I tried lowering the version and the problem was still not solved. Multiple nodes should not have hard disk failures at the same time. Each node runs on an independent hard disk.
Checking the logs found no error message.
I don’t know how to solve it.

1 Like

Personally, I used the following setting in my config file to reduce the number of transfers:
storage2.max-concurrent-requests: 50
It’s not ideal, but it’s better than having my node crash.

I am seeing something like this here as well, about 1/2 of my nodes are crashing , when I track back in the logs I have a golang error about reaching the maximum of 10000 threads. They are run in docker containers so I thought they were isolated to a point but I guess the thread limit may be a global thing. They all get the same error about the same time then the flop around for a bit and take back off

This fixed it for me. I thought the lazy filewalker should have been enough but after disabling the startup scan my nodes are able to start with reasonable load.

1 Like

This is not a version problem.
I’m seeing a client probably pushing out a lot of data and it has been maxing out my internet since yesterday.

2 Likes

It has been modified to the parameters you provided and is running normally.
thx

How did you fix it back to normal?

You may try to specify it for the container to a higher value: docker run | Docker Docs

I am also seeing this, but I’m affected by the recent trash issues (5+TB trash on ~20TB of storage), so I’d rather not disable the FW entirely since I really do need to clear that trash out. Is there a way to get more granular control over it?

Edit: Actually, I’m not sure if this is the same issue. I tried disabling piece-scan-on-startup, but I still see abnormally high load average and thread count on several nodes. Even tried lowering the max storage to stop ingress.

I’ve got some stability after disabling the startup piece scan. Most of my nodes are currently 1.99 which surprised me. Occasionally my rigs are still crashing. I’m suspicious my crashes are happening when nodes upgrade to 1.102. :thinking: Or this has been happening for some time but watchdog and docker restart: unless-stopped prevented me from noticing.

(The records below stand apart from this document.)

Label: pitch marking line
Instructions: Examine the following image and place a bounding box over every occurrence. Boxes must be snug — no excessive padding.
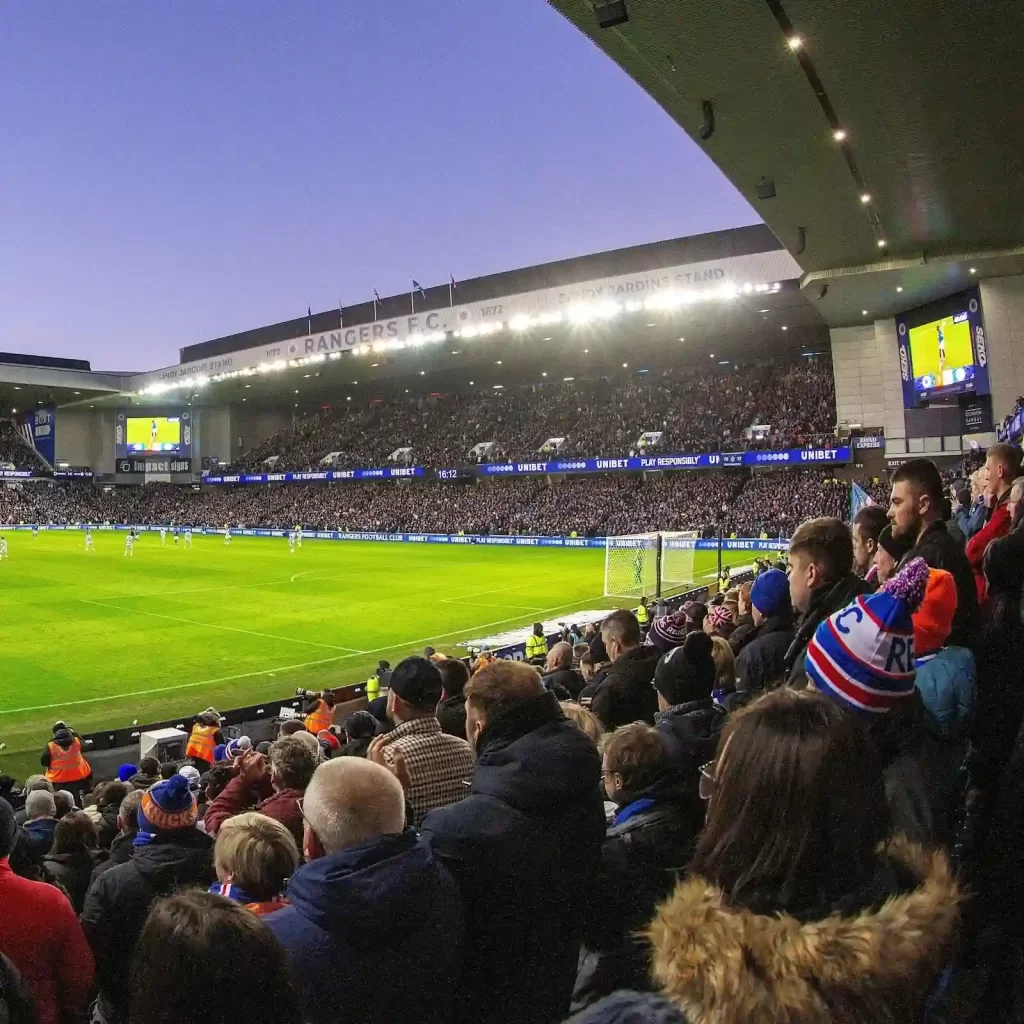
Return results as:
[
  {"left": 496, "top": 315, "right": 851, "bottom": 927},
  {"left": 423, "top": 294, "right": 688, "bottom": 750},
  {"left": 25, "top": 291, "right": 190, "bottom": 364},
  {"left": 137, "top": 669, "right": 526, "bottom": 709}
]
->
[
  {"left": 77, "top": 599, "right": 366, "bottom": 655},
  {"left": 3, "top": 594, "right": 605, "bottom": 716}
]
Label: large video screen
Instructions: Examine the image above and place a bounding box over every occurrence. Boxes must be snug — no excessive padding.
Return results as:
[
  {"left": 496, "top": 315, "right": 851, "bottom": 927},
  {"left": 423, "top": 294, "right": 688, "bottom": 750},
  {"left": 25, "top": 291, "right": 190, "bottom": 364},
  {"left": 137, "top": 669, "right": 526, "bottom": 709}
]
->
[
  {"left": 908, "top": 312, "right": 975, "bottom": 394},
  {"left": 126, "top": 416, "right": 182, "bottom": 454}
]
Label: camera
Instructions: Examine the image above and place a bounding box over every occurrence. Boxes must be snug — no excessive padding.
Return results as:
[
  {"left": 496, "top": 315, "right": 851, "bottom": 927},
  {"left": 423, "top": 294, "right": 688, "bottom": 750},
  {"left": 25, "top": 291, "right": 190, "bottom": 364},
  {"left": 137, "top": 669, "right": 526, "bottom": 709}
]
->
[{"left": 295, "top": 688, "right": 324, "bottom": 699}]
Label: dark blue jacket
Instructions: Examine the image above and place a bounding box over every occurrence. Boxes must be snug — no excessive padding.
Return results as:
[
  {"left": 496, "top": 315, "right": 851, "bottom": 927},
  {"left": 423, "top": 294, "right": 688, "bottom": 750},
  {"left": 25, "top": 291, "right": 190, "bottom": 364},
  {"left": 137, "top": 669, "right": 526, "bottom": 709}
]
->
[
  {"left": 21, "top": 818, "right": 56, "bottom": 862},
  {"left": 267, "top": 828, "right": 463, "bottom": 1024},
  {"left": 421, "top": 693, "right": 606, "bottom": 1024}
]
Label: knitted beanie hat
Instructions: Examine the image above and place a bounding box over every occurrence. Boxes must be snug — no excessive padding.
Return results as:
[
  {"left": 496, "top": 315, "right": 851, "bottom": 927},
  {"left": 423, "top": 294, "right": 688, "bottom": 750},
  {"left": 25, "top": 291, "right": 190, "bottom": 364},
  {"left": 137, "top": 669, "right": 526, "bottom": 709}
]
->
[
  {"left": 647, "top": 612, "right": 689, "bottom": 652},
  {"left": 225, "top": 736, "right": 252, "bottom": 759},
  {"left": 805, "top": 556, "right": 929, "bottom": 715},
  {"left": 653, "top": 631, "right": 716, "bottom": 706},
  {"left": 913, "top": 569, "right": 957, "bottom": 657},
  {"left": 137, "top": 774, "right": 197, "bottom": 835},
  {"left": 707, "top": 605, "right": 734, "bottom": 631},
  {"left": 750, "top": 568, "right": 791, "bottom": 618},
  {"left": 118, "top": 764, "right": 138, "bottom": 783},
  {"left": 177, "top": 765, "right": 201, "bottom": 792}
]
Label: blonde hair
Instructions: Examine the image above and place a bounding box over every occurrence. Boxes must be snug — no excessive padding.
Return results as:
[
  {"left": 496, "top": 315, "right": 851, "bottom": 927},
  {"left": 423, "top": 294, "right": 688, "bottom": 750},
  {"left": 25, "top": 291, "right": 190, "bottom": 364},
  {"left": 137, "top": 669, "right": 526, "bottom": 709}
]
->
[
  {"left": 560, "top": 701, "right": 604, "bottom": 744},
  {"left": 710, "top": 635, "right": 736, "bottom": 689},
  {"left": 214, "top": 812, "right": 300, "bottom": 901}
]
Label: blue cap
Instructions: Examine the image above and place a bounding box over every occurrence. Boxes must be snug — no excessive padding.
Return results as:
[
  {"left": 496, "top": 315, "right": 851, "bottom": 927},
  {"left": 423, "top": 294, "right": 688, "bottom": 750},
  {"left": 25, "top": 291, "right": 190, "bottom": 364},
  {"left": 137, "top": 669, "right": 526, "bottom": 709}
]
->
[
  {"left": 750, "top": 569, "right": 791, "bottom": 618},
  {"left": 118, "top": 764, "right": 138, "bottom": 782}
]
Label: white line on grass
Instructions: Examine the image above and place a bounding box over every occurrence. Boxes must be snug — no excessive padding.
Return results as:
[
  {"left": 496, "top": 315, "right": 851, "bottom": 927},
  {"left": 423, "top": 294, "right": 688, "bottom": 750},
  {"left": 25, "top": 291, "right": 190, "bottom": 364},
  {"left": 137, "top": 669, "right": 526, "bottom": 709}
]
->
[
  {"left": 5, "top": 595, "right": 604, "bottom": 715},
  {"left": 77, "top": 599, "right": 366, "bottom": 655}
]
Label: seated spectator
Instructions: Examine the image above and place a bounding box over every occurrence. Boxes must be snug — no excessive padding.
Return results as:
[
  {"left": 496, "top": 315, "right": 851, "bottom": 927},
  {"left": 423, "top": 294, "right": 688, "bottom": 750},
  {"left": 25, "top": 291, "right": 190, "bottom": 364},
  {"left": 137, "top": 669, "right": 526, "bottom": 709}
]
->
[
  {"left": 874, "top": 525, "right": 911, "bottom": 584},
  {"left": 653, "top": 632, "right": 722, "bottom": 783},
  {"left": 418, "top": 661, "right": 606, "bottom": 1024},
  {"left": 560, "top": 701, "right": 605, "bottom": 746},
  {"left": 267, "top": 758, "right": 463, "bottom": 1024},
  {"left": 805, "top": 557, "right": 959, "bottom": 846},
  {"left": 14, "top": 777, "right": 52, "bottom": 825},
  {"left": 204, "top": 737, "right": 317, "bottom": 846},
  {"left": 852, "top": 503, "right": 889, "bottom": 585},
  {"left": 0, "top": 797, "right": 95, "bottom": 1024},
  {"left": 128, "top": 757, "right": 160, "bottom": 792},
  {"left": 709, "top": 636, "right": 735, "bottom": 691},
  {"left": 378, "top": 657, "right": 474, "bottom": 826},
  {"left": 573, "top": 724, "right": 697, "bottom": 1010},
  {"left": 83, "top": 774, "right": 214, "bottom": 1024},
  {"left": 436, "top": 657, "right": 471, "bottom": 739},
  {"left": 542, "top": 642, "right": 584, "bottom": 700},
  {"left": 91, "top": 789, "right": 142, "bottom": 885},
  {"left": 158, "top": 762, "right": 178, "bottom": 781},
  {"left": 648, "top": 688, "right": 960, "bottom": 1024},
  {"left": 784, "top": 517, "right": 869, "bottom": 687},
  {"left": 22, "top": 790, "right": 57, "bottom": 862},
  {"left": 912, "top": 569, "right": 975, "bottom": 740},
  {"left": 128, "top": 890, "right": 302, "bottom": 1024},
  {"left": 734, "top": 568, "right": 794, "bottom": 693},
  {"left": 94, "top": 781, "right": 130, "bottom": 850},
  {"left": 337, "top": 711, "right": 378, "bottom": 757},
  {"left": 212, "top": 812, "right": 299, "bottom": 916},
  {"left": 43, "top": 810, "right": 101, "bottom": 913},
  {"left": 591, "top": 610, "right": 660, "bottom": 729},
  {"left": 728, "top": 582, "right": 756, "bottom": 653},
  {"left": 579, "top": 651, "right": 597, "bottom": 686},
  {"left": 967, "top": 442, "right": 1023, "bottom": 602},
  {"left": 53, "top": 790, "right": 75, "bottom": 819}
]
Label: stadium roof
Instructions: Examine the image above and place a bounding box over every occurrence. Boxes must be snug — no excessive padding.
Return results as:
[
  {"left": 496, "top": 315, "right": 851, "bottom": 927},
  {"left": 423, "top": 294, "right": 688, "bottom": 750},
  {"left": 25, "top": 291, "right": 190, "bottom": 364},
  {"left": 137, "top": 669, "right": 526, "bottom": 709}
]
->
[
  {"left": 548, "top": 0, "right": 1024, "bottom": 326},
  {"left": 0, "top": 353, "right": 123, "bottom": 416}
]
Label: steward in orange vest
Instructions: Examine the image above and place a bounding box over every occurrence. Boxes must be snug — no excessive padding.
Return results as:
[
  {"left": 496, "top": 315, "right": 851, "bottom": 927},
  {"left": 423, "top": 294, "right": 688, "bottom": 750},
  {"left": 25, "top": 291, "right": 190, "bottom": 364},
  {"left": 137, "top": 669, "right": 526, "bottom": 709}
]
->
[
  {"left": 42, "top": 721, "right": 92, "bottom": 805},
  {"left": 303, "top": 692, "right": 336, "bottom": 735},
  {"left": 186, "top": 709, "right": 224, "bottom": 765}
]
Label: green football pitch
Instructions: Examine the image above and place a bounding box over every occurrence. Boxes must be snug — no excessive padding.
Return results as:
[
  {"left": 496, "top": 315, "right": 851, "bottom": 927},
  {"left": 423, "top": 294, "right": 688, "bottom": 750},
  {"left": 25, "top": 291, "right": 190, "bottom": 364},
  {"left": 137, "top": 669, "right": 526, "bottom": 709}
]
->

can confirm extremely hight memory usage and process instances on windows version is 102.4



normally it was 2 process on 1 node- here u can see 4-5
also 80gb memory usage- its now what u are expecting ! :slight_smile: for a single node

Check if the data come from saltlake sat?

Mass testing data from saltlake? - Node Operators / troubleshooting - Storj Community Forum (official)

Updates on Test Data

not a saltlake issue for my example

This is completely unrelated. The used-space-filewalker is a separate process unless you also disabled a lazy mode.